April 18, 2017 at 5:36pm | Denise Bodman
By Jacob Lundquist

New studies are showing that micro-apartments, units that are generally less than 350 square feet, have become immensely popular in recent years. With this trend on the rise, what does this mean for the rental market?
  • According to an Urban Land Institute study, smaller and micro units actually outperform conventionally sized units on the market. They tend to be leased faster, and even have a higher price per square foot.

  • Many renters are interested in the concept of micro-units. The same study by the Urban Land Institute indicates that over one-fourth of renters of conventional apartments would be interested in micro units.

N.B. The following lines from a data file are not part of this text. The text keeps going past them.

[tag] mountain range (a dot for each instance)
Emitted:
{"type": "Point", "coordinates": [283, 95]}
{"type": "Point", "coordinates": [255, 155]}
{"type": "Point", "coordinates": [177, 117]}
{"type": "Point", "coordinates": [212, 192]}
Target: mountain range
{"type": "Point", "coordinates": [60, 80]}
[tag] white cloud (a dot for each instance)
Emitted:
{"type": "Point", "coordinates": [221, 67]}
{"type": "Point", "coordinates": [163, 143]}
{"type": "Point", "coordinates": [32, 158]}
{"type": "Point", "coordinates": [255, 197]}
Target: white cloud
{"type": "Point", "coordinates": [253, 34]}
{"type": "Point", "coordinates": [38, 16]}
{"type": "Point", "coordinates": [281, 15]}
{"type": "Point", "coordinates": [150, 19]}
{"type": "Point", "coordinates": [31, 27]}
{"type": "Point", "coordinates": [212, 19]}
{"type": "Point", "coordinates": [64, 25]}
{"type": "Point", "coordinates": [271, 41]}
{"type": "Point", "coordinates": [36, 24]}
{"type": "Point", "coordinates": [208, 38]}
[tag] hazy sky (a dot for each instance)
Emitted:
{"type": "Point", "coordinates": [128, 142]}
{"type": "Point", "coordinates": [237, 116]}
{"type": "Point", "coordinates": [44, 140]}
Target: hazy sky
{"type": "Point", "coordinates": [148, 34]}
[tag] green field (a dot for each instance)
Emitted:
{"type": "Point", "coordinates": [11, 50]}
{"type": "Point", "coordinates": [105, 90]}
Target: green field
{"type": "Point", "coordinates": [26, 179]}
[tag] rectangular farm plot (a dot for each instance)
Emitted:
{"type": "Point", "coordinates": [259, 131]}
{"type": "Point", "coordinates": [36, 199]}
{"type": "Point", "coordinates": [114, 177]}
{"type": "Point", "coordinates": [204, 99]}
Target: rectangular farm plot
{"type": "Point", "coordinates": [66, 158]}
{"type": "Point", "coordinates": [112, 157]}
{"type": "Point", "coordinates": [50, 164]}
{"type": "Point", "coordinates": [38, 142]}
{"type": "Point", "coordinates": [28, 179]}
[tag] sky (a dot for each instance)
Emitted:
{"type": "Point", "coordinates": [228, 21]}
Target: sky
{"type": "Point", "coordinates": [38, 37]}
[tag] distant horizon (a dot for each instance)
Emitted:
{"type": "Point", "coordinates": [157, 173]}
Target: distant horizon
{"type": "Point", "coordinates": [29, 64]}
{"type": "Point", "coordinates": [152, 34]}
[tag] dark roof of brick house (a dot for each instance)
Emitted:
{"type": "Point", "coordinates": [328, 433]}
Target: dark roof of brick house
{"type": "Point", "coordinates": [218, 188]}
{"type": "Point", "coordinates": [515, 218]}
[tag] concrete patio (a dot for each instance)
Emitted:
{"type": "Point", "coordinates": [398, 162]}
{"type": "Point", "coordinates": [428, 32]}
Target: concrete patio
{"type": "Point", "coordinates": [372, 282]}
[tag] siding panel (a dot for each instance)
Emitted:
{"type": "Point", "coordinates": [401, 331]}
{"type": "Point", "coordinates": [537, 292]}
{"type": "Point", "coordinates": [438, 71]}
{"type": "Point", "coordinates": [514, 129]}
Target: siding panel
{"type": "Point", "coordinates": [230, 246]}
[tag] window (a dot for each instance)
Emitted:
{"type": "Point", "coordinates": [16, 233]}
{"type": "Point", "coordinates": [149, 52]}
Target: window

  • Micro units offer: lower rent than conventionally sized units, desirable locations (generally downtown or highly urbanized), and the ability to live alone.

  • The market demand for micro units is largely composed of young professionals, generally under 27 years old.

The size of apartments has, on the whole, shrunk in the last decade. The number of studio apartments built, on the other hand, has grown by almost fiver percent. There seems to be a growing demand for smaller units, as long as they include the same amenities like a kitchen and full bathroom.
The reasons for growth in this market tend to be related to millennial consumption patterns. As shown in our previous article on millennials, the market is changing even though perceptions are staying mostly the same. This is because, regardless of consumer wants, their thoughts about possibilities are completely different. Millennials want to eventually become homeowners, but do not see it as a current or short-term reality.
Recent survey data has also shown that millennials are increasingly renting properties, rather than buying. It’s safe to say that the demand for micro-apartments will continue to rise, as it becomes a more and more lucrative market. Young professionals and millennials especially will want to move in to these new properties.
Similarly, millennial customers are looking for solid amenities from rental properties. Most micro-unit housing and buildings are designed for this, as they include communal spaces, common areas for socializing, and co-living options. In fact, most people in micro-units weren’t even looking specifically for smaller housing options. Rather, the importance of location and amenities was important enough to outweigh everything else.
Austin, it seems, will follow the trend quite closely. As we’re deep in a housing crunch, it has been necessary to find solutions to the problem of affordable and location-sensitive housing. Luckily, the Austin City Council is attempting to address these problems with new micro-apartment projects. In order to effectively follow in the footsteps of cities like Seattle, Austin will need to heavily invest in the future of small apartment situations. People looking for the “Next Big Thing” should keep an eye out for this trend, and get building!